Well, Nathan, that's magisterial as always. And I look forward to having you back in the fall as we get closer to Election Day and the margin for error in forecasting winnows down considerably. And I look forward to having you back on the horse race. No problem. Thank you.

Normally on Ad of the Week, I am showing you an ad that has a particular feature that makes it appealing to help one understand why a candidate says and does what they do in order to build a coalition. But that's not what this week's ad is about. This week's ad is about teaching about a obscure provision in federal law that actually gives candidates a lot of leeway in what they say to you.

This ad is from former Congresswoman Claudia Tenney, who's trying to regain her congressional seat. And I think you'll see why it's the ad of the week when you listen. Let's hear it now.

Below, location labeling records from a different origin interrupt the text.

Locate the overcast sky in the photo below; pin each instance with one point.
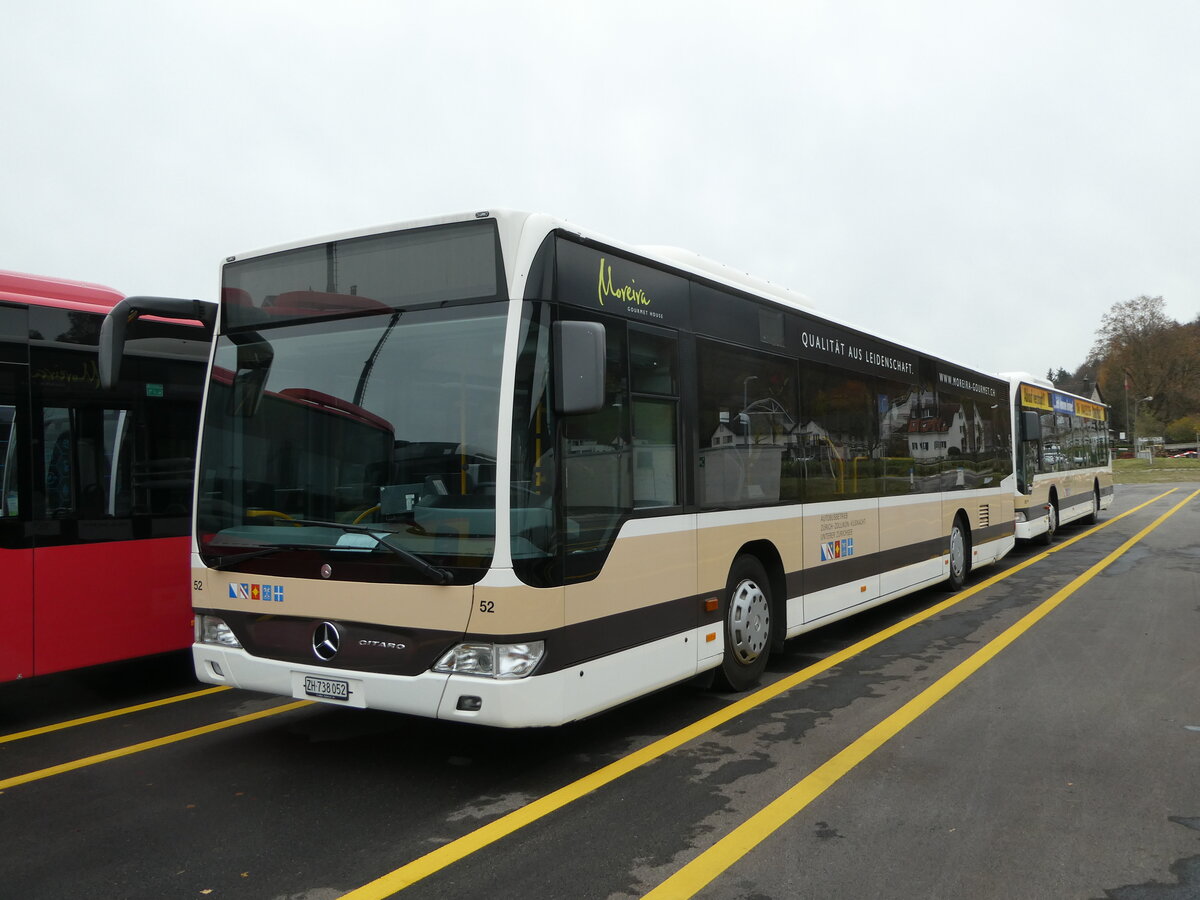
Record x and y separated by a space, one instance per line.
981 179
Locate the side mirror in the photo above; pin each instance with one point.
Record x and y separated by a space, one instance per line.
579 367
1031 425
124 323
255 359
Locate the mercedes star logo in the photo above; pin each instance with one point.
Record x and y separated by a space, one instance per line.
325 641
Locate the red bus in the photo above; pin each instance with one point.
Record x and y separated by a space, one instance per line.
95 485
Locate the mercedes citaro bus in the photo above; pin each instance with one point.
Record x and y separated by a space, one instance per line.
495 468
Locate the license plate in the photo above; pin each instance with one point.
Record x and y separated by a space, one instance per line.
327 688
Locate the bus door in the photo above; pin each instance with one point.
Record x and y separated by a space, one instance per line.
16 550
621 477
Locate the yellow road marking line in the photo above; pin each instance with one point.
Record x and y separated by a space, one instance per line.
5 784
111 714
717 859
461 847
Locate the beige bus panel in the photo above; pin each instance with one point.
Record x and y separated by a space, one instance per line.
641 570
516 610
721 535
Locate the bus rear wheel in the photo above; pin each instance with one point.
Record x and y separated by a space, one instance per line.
748 625
960 556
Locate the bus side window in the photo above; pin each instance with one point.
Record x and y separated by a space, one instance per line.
58 469
9 444
652 363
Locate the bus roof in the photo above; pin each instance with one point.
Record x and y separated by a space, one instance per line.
64 293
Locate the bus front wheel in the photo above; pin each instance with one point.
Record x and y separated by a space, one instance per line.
748 625
1051 522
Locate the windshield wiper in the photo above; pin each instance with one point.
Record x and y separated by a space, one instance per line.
436 574
226 562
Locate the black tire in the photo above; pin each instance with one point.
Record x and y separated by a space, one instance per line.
960 555
748 625
1047 537
1095 515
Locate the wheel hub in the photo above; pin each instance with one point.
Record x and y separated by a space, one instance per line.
749 622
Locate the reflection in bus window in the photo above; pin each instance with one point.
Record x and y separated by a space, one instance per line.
749 435
839 441
9 504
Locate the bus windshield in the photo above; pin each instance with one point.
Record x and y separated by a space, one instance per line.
364 443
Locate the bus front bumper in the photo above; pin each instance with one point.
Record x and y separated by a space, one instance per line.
525 702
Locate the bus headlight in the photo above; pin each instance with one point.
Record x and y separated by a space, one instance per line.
210 629
492 660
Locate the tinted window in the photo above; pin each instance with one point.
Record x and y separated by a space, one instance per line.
750 442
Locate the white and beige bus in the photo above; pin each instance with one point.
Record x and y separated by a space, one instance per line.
496 469
1063 461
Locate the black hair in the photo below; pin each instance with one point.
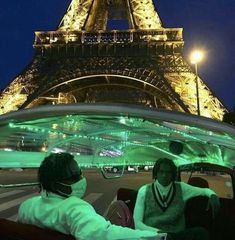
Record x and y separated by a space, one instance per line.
57 167
167 161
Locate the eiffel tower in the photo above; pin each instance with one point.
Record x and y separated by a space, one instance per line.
84 62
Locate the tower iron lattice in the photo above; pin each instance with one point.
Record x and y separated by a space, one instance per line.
82 61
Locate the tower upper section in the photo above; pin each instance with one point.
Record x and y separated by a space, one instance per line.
93 15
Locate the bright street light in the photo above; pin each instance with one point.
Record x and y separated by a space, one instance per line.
195 57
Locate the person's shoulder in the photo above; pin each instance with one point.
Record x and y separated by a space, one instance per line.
30 202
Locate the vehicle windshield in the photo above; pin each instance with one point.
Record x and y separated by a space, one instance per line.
119 140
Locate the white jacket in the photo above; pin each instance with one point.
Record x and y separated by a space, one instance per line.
76 217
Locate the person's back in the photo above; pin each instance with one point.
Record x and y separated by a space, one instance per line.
61 208
160 205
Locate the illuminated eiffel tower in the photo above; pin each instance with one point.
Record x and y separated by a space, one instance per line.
82 61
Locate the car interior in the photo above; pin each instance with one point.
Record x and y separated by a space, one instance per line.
84 129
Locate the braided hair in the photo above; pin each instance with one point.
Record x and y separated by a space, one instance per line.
57 167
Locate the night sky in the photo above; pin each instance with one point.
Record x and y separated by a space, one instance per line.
207 24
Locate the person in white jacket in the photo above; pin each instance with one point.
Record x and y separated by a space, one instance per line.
60 206
160 205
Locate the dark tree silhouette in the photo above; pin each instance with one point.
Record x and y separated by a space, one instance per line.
230 117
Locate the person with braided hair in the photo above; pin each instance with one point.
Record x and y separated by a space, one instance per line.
160 205
60 206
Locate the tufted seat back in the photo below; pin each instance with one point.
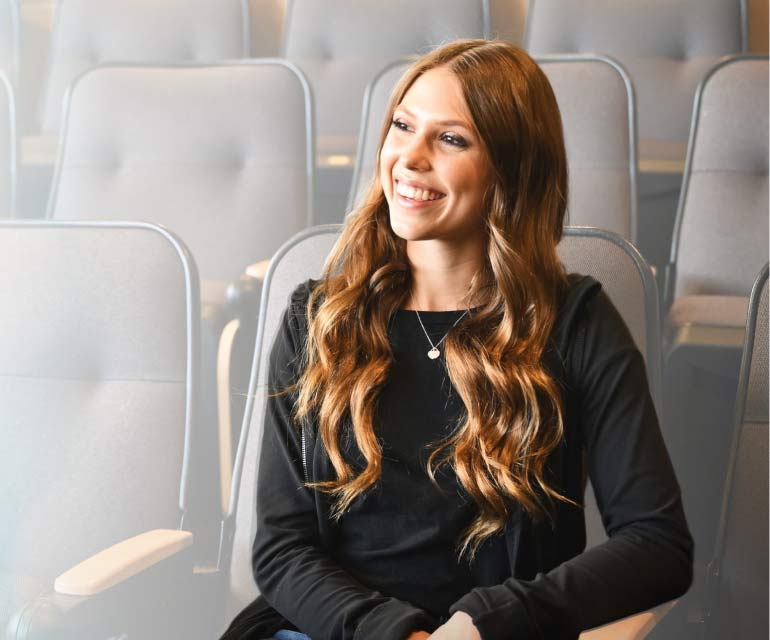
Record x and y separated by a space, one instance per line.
341 44
97 362
666 45
218 153
92 32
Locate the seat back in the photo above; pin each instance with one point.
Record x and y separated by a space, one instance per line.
596 101
90 32
722 222
507 19
299 259
627 280
98 355
8 149
340 45
666 46
220 154
10 39
738 574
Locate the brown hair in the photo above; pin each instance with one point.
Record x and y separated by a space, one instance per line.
513 410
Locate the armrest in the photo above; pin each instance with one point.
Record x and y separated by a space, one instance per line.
634 627
135 587
121 561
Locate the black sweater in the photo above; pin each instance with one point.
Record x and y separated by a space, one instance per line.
549 589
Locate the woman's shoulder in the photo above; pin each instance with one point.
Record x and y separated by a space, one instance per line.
588 317
296 309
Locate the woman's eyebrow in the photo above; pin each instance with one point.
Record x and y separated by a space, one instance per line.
443 123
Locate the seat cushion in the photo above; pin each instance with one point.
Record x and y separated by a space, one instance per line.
15 591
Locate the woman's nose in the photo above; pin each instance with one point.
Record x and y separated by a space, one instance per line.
416 153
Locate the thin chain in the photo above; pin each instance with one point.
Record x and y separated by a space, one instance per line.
434 347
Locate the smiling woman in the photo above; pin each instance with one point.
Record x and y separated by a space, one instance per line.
457 386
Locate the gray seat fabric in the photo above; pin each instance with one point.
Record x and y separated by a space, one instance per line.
739 571
8 149
340 45
596 102
91 32
722 223
666 45
232 176
627 279
507 19
97 356
9 39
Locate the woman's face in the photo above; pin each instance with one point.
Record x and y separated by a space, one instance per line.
434 168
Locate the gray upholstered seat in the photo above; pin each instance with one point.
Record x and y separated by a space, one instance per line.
92 32
596 101
219 153
738 573
627 279
667 46
340 45
722 223
719 244
10 32
507 19
97 361
8 149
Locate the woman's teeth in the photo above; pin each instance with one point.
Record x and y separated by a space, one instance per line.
417 194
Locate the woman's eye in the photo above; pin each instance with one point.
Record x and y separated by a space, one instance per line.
455 141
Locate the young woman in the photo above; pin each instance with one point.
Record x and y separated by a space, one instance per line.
441 393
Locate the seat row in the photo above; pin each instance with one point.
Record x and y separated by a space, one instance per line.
340 44
234 179
108 528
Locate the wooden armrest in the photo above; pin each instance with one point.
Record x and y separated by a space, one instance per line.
633 627
121 561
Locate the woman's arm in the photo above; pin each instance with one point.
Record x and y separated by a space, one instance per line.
296 577
648 557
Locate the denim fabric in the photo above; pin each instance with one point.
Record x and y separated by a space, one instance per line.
285 634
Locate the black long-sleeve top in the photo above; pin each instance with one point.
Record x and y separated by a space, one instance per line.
549 587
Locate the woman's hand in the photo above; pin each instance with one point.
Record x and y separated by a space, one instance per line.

I'm Claudia Tenney, and I approve this message. Anthony Brindisi got elected promising to hold Spectrum accountable. He hasn't. Since Brindisi took office, Spectrum's raised rates six times. What's he done? Talk. The money talks, too. Behind closed doors, Brindisi's taken $360,000 from groups backed by Spectrum Cable's corporate PAC. $60,000 for every time they've raised rates under his watch. You're getting ripped off.

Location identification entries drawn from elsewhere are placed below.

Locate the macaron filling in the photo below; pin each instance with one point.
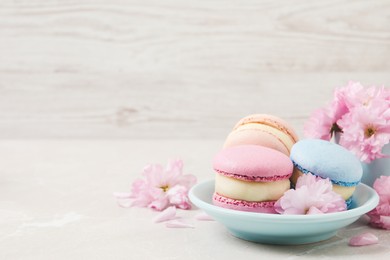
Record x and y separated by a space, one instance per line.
254 178
336 182
250 191
251 206
277 132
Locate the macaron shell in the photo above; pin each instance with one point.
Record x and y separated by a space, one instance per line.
253 163
271 120
327 160
255 137
259 207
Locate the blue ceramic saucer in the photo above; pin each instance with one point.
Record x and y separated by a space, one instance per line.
283 229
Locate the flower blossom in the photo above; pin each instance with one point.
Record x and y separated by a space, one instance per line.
361 116
380 216
161 188
312 195
365 132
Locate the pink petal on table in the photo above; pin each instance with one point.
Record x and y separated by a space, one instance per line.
203 217
177 223
313 211
165 215
125 203
122 195
364 239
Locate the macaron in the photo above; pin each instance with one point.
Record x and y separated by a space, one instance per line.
327 160
250 178
265 130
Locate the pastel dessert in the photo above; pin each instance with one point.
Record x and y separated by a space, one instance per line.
250 178
265 130
327 160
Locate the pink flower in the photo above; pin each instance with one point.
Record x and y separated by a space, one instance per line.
322 123
312 195
380 216
162 188
364 239
365 132
361 115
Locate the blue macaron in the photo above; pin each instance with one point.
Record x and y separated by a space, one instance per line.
327 160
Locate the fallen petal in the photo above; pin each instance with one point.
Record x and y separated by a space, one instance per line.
177 223
165 215
203 217
313 211
125 203
122 195
364 239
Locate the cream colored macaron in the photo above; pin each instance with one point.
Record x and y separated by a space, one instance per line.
265 130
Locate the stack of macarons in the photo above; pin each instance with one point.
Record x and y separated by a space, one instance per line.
253 169
262 158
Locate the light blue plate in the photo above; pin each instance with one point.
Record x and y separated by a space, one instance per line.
283 229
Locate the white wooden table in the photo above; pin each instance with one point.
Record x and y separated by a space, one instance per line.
93 90
56 203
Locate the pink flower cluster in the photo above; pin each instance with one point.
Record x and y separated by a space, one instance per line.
380 216
362 117
312 195
160 188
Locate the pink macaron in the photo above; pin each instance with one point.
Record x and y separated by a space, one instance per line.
250 178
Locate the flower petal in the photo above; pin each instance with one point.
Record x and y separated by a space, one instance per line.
203 217
165 215
313 210
125 203
122 195
177 223
364 239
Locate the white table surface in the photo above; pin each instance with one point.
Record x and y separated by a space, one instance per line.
56 203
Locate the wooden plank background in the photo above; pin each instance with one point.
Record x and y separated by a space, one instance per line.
179 69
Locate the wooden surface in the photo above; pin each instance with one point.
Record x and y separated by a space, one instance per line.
179 69
56 203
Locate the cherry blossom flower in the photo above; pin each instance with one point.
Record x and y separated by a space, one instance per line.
364 239
161 188
365 132
361 116
312 195
380 216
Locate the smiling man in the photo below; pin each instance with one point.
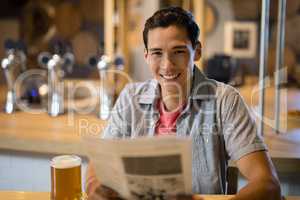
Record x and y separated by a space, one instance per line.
181 101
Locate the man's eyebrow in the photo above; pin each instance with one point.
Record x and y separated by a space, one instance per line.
155 49
179 47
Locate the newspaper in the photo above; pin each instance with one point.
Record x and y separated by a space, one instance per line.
144 168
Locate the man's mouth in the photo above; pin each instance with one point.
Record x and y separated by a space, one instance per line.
170 77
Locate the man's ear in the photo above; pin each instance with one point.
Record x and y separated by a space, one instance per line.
198 51
146 55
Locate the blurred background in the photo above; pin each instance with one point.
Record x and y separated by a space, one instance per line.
76 42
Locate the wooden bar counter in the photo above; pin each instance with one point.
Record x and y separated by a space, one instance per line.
46 196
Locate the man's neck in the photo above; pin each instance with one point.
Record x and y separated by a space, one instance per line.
173 102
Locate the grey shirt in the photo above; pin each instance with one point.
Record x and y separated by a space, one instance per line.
215 117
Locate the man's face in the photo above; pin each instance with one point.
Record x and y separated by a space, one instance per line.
170 56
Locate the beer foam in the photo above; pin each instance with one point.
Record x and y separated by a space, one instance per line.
65 161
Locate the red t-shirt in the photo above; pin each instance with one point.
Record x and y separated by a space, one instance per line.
166 124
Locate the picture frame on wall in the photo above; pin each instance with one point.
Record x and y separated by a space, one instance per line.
240 39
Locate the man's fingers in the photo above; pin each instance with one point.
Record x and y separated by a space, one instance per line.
107 192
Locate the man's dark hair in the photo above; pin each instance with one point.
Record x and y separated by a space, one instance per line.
172 16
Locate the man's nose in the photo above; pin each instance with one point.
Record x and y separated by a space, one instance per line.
167 62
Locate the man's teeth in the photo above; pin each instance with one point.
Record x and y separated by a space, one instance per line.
169 77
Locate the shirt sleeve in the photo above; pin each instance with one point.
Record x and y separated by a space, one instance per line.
118 125
239 128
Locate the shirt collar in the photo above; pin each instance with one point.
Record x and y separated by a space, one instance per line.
202 88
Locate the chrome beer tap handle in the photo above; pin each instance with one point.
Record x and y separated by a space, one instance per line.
55 86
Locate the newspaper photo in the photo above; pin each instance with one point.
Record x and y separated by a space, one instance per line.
144 168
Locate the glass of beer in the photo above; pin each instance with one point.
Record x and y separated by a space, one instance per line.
66 178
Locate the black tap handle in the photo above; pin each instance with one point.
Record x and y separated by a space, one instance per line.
9 44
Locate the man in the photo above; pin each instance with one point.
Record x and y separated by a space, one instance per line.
181 101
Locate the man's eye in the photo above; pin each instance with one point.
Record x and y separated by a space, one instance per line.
156 53
179 51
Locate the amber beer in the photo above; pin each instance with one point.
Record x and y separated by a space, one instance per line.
66 178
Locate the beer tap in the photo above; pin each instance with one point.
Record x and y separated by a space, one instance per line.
13 65
104 63
54 64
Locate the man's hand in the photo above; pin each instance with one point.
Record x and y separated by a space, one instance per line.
262 179
104 193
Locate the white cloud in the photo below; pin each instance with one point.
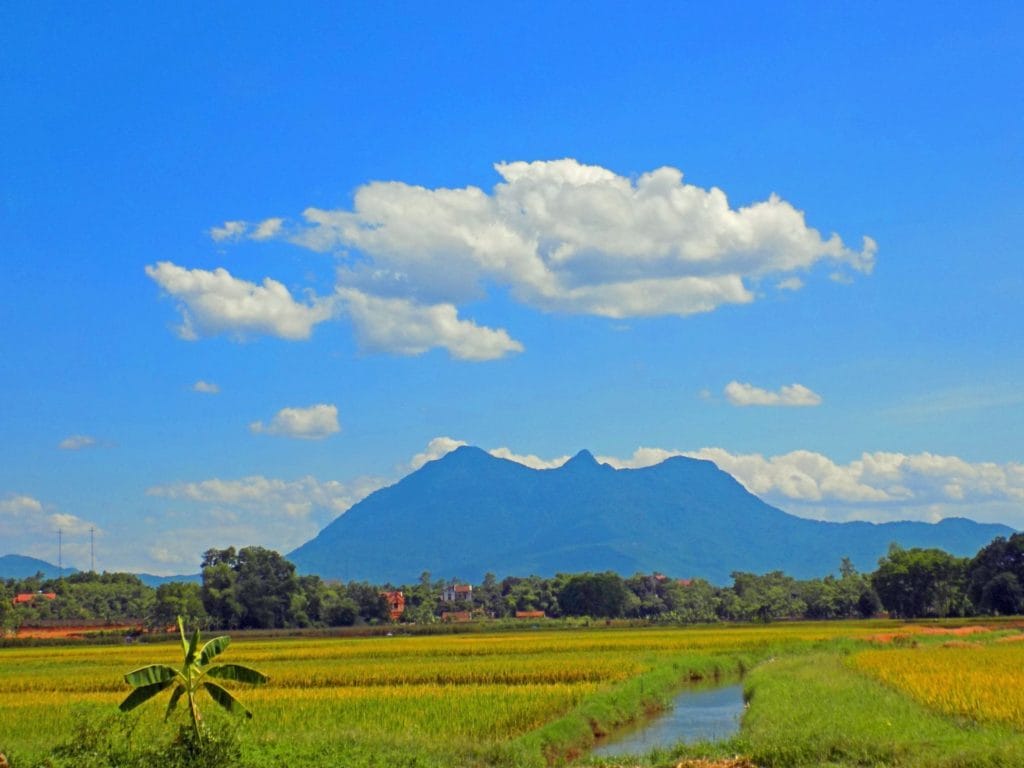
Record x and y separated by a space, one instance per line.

We sure are. You can't spell Brindisi without B-S. Yes, that's right. You heard it correct. Claudia Tenney ends her ad by saying you can't spell Brindisi without saying B-S.

Now, how does a candidate get away with saying that on the airwaves? Well, the candidate can do that because there is a federal law that requires ads from candidates to be run by stations. That's right. A television station cannot reject a television ad put forward by a candidate, no matter what sort of classification.

claim or offensive argument they make. There was even an ad that a station was forced to run in a New Mexico race in the last few years that started with the phrase F, and I won't say that word here, but it rhymes with clock,

the NRA. Now, normally no one could say that on a broadcast television, but because it's protected by law, candidates can use expletives, candidates can make charges, and candidates can outright tell fabrications

And the station can do nothing about it. This does not apply to third party ads. So if you, dear listener, had a multimillion dollar super PAC and you wanted to start your ad with the phrase F the NRA or say you can't spell Brindisi without using BS, you might have your ad censored because you're not protected by that federal law.

But because of the law, that means that candidates can make outrageous claims or colorful ones to use euphemism.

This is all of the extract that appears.